Thursday, October 8, 2009

My Uncle Frank--at Holtdale

Frank Raymond Holt II--now there was an uncle to brag about. Frank was born 19 March 1911 in Rochester, Pennsylvania to Agnes Gertrude Childs and Frank Raymond Holt Sr. According to Grandad, Frank was an absolute joy around the house. He was mischievous, bubbly, in to everything, and on the farm no Indian was known to yell louder, run faster, or poke his nose into more things or places. Somewhere around 1919 or 1920, he contracted polio and it settled in his right, lower leg leaving him crippled for life. But that didn't slow Frank down even one little bit. He use to say that he passed high school---"through the front door and out the back," so his formal education was minimal at best.
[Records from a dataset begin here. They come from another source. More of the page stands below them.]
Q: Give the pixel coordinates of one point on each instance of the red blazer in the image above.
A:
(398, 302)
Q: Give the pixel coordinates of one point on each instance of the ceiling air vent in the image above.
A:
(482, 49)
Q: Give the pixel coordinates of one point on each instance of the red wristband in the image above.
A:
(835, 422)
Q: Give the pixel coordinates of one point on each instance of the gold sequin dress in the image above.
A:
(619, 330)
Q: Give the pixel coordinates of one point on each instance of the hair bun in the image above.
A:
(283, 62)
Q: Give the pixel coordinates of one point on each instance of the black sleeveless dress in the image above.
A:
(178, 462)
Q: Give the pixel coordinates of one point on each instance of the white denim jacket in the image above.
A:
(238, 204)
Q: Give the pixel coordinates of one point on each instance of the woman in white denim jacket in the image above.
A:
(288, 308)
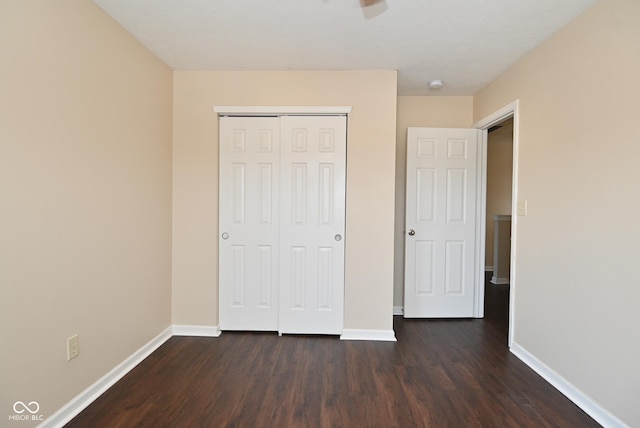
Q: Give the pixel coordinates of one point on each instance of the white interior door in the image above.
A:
(282, 221)
(249, 223)
(441, 222)
(312, 218)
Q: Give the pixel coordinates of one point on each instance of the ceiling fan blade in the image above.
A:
(367, 3)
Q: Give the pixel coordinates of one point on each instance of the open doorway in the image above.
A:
(499, 118)
(498, 223)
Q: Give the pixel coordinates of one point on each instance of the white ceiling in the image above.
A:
(466, 43)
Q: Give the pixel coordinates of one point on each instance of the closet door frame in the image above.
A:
(244, 111)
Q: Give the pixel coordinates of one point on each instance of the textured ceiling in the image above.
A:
(466, 43)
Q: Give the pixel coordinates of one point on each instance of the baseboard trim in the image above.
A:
(89, 395)
(196, 330)
(377, 335)
(579, 398)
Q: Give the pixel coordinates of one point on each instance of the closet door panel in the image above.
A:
(312, 216)
(248, 223)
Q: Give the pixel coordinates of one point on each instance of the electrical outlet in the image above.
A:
(73, 347)
(522, 207)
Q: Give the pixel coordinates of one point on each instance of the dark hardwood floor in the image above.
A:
(440, 373)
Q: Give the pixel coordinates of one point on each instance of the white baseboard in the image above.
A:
(499, 281)
(378, 335)
(580, 399)
(86, 397)
(196, 330)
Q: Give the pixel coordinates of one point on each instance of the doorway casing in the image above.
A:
(510, 110)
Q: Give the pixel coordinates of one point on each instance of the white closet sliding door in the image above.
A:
(248, 223)
(282, 223)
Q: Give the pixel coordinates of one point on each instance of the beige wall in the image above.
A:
(85, 214)
(370, 182)
(577, 285)
(434, 112)
(499, 174)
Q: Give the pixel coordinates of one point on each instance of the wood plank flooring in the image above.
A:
(440, 373)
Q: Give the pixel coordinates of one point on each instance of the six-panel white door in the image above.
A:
(249, 223)
(441, 224)
(282, 219)
(312, 219)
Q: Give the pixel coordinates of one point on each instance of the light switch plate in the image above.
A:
(522, 207)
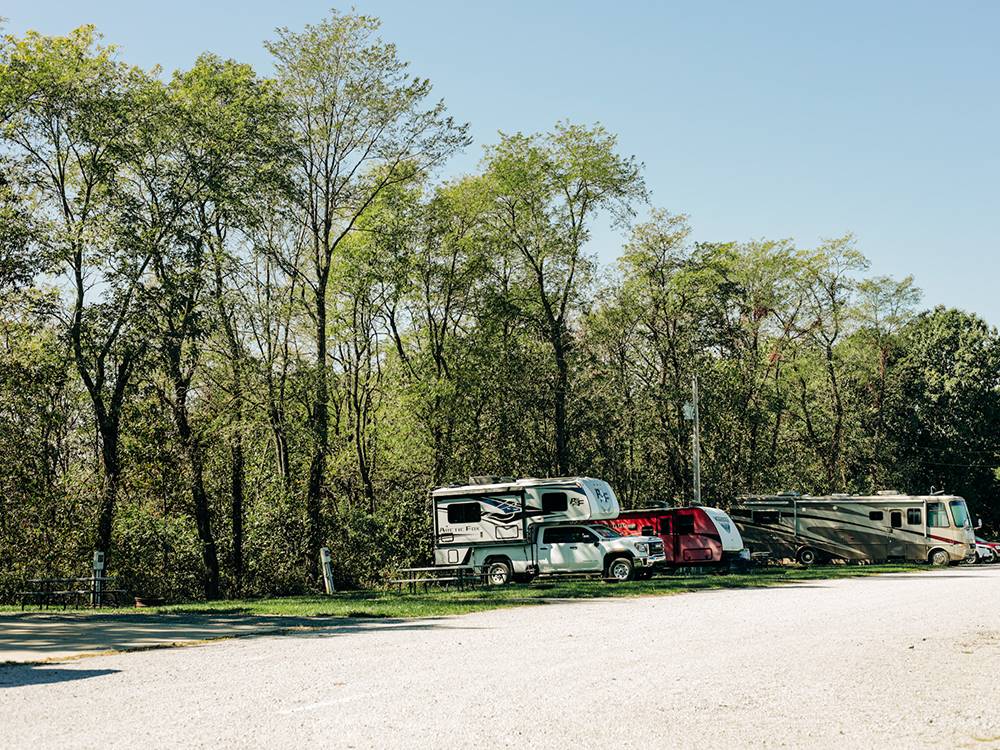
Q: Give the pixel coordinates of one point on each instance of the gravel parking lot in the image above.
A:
(898, 661)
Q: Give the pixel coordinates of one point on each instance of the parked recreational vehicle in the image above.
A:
(886, 526)
(527, 527)
(695, 535)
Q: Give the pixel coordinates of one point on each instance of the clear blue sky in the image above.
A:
(759, 119)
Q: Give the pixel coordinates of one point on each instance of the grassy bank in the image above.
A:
(438, 603)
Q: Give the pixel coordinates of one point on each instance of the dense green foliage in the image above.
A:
(240, 319)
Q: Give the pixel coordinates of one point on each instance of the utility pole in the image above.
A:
(691, 414)
(697, 443)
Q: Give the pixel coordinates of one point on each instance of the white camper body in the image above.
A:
(477, 524)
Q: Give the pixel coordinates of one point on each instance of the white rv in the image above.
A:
(885, 526)
(520, 528)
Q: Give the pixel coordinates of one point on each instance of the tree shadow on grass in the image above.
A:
(21, 675)
(31, 638)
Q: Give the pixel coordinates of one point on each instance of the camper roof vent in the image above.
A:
(490, 480)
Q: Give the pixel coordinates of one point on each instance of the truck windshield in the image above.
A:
(604, 532)
(960, 513)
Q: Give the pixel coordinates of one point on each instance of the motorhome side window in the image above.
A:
(464, 513)
(553, 502)
(936, 516)
(684, 525)
(767, 516)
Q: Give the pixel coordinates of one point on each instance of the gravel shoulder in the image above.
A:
(887, 661)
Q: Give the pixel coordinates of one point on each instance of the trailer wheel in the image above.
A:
(939, 558)
(498, 572)
(620, 569)
(808, 556)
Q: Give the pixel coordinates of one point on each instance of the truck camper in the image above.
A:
(521, 528)
(694, 535)
(885, 526)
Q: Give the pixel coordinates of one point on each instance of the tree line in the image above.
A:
(242, 318)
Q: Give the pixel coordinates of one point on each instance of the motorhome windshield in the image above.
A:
(960, 513)
(605, 532)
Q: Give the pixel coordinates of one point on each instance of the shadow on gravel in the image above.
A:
(37, 637)
(20, 675)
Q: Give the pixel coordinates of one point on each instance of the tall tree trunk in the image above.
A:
(320, 424)
(108, 428)
(199, 497)
(561, 391)
(236, 497)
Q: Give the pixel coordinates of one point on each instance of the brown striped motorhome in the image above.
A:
(886, 526)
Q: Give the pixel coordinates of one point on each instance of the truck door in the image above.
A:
(552, 548)
(897, 544)
(587, 553)
(569, 549)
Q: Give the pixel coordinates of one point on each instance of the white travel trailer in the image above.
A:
(495, 524)
(885, 526)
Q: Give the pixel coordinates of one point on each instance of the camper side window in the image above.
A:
(553, 502)
(559, 535)
(464, 513)
(936, 516)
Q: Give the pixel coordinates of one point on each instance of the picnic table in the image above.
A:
(438, 575)
(92, 591)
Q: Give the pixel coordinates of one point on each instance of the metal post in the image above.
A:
(326, 562)
(696, 438)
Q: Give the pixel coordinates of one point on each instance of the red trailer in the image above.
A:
(693, 535)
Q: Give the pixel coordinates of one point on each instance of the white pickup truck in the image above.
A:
(577, 548)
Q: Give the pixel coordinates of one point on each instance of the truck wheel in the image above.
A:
(620, 569)
(940, 558)
(498, 573)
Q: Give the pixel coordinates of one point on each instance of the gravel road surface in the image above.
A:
(894, 661)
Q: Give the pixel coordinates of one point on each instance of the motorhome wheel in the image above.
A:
(498, 573)
(620, 569)
(808, 556)
(940, 558)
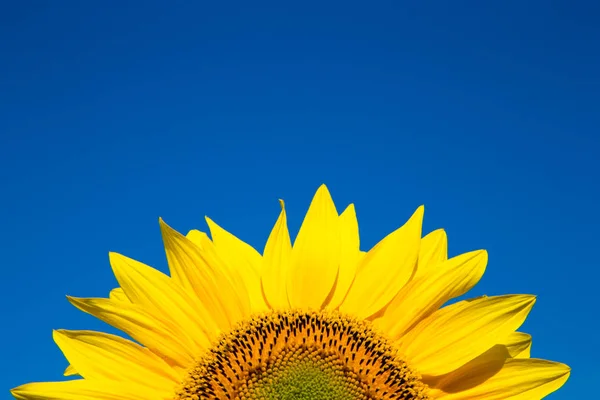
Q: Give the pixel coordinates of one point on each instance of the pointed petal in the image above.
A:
(433, 251)
(428, 293)
(316, 253)
(508, 379)
(141, 326)
(276, 263)
(211, 257)
(100, 356)
(118, 294)
(157, 293)
(518, 344)
(242, 257)
(211, 285)
(349, 255)
(458, 333)
(85, 390)
(385, 269)
(70, 371)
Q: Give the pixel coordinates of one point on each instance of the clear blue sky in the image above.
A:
(112, 115)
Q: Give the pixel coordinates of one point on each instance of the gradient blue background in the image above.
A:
(113, 114)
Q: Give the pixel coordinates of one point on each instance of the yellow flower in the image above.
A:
(317, 320)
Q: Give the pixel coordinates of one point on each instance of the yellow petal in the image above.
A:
(100, 356)
(212, 258)
(518, 344)
(424, 295)
(243, 258)
(87, 390)
(197, 237)
(141, 326)
(507, 379)
(118, 294)
(458, 333)
(276, 263)
(157, 293)
(433, 251)
(212, 286)
(385, 269)
(349, 255)
(316, 253)
(70, 371)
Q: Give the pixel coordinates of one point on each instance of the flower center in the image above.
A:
(297, 355)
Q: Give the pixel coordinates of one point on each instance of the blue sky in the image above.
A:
(113, 115)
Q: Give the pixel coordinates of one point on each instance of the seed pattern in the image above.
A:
(302, 355)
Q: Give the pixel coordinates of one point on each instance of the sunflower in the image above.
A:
(317, 320)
Sometimes Uncle Frank, who was an unrelenting practical joker and tease, would help with spraying the fruit trees. One of my earliest memories of Uncle Frank was when Dad, Grandad and Uncle Frank were spraying in the orchard. Dad had built a seat for me up on top of the sprayer tank so I could ride along. The sprayer was wheeled and pulled by the farm's Fordson tractor. Frank was always full of the old nick. This time, Dad was driving the tractor and Frank and Grandad were spraying the trees on their respective side of the sprayer. Somehow Frank always managed to spray me with the stinking lime-sulfur spray. More than once, I went screaming to Mom who, in turn, gave all three a tongue lashing for soaking me. In spite of that, Frank and I became great friends and constantly played practical jokes on each other.

One time, when I was eight or nine years old, Uncle Frank was painting the chicken coop, which was near the “three-holer” outhouse. Always the practical joker, he painted a ring around each seat in the outhouse. Shortly thereafter, I came down to bug him a bit and while there, needed to take care of the call of nature. I popped into the half-moon house, dropped my drawers and sat down. Squish! Arrgh! I had been had. I heard Uncle Frank howling with delight at my plight. He made sure, to my great annoyance, that everyone else knew about it too. What to do to even the score? I had been assigned to pull weeds in the garden and I remembered some nice big Scottish thistles that had given me trouble in the weeding chore. I pulled the heads of some and carefully placed them in Frank's bed. He, as usual, had gone sparking (courting the ladies) that evening. I was sound asleep when a loud and explosive curse awakened everyone. Uncle Frank had found my thistles. Oh, what sweet revenge.

In Frank's early twenties, Grandad helped him purchase an airplane, a two seater, bi-wing Waco. He kept it at the airport in Patterson Height's, up on the mountain top behind Fallston. His instructor, Vic Berge, became a family friend. Because of his crippled leg, Frank could never get his pilot's license even though he was proficient at flying his plane. He would frequently fly over the farm and buzz the place as well as the neighbor's homes. On one of those sassy, buzzing jaunts, he knocked a brick out of our neighbor Jack Engle's chimney. Now that was the talk of the neighborhood for awhile. All we kids, as well as Dad and Mom, rode in the thing with him from time to time. I have a great memory of him in that airplane, pulling up to park after a flight, with his tight, leather helmet strapped snugly under his chin with the big goggles and his nice, white, flowing-in-the-breeze scarf. He survived his airplane phase in grand style.

Some time in the late 1920's or early 1930's Uncle Frank left the farm. Then in 1934 and out of work he returned but was now married to Mildred (Crumrine) Walter's, who had a child, Mickey, from a previous marriage. Grandad gave him an acre and helped him financially to build a home on it. The family moved into their only partially finished home which was adjacent to Grandad's house.
Mother and Dad had lived in the house that came with the farm since their marriage in 1920 and Grandad lived with them after Grandmother died. Dad had been told the farm would eventually be his if he stayed and help make it into a viable entity. It had been a tough fourteen or so years but it had started to pay off. Then, when Frank returned, Grandad decreed that Frank would be a full partner with Dad on the farm. That arrangement, flawed at best, lasted until the late summer of 1936 when Dad, after an argument with Grandad about the money situation, abruptly quit the partnership. That very day he moved Mother and us kids into the unfinished home he was building on the other side of the farm. He found a job as a wire drawer in the J&L steel mills. Frank also left the farm and started his welding career which in time, led to a very successful career for him.


  1. Great story!! How on earth did you get the paint off? Haha!!

  2. I can see where I get it. This is a good story to remember.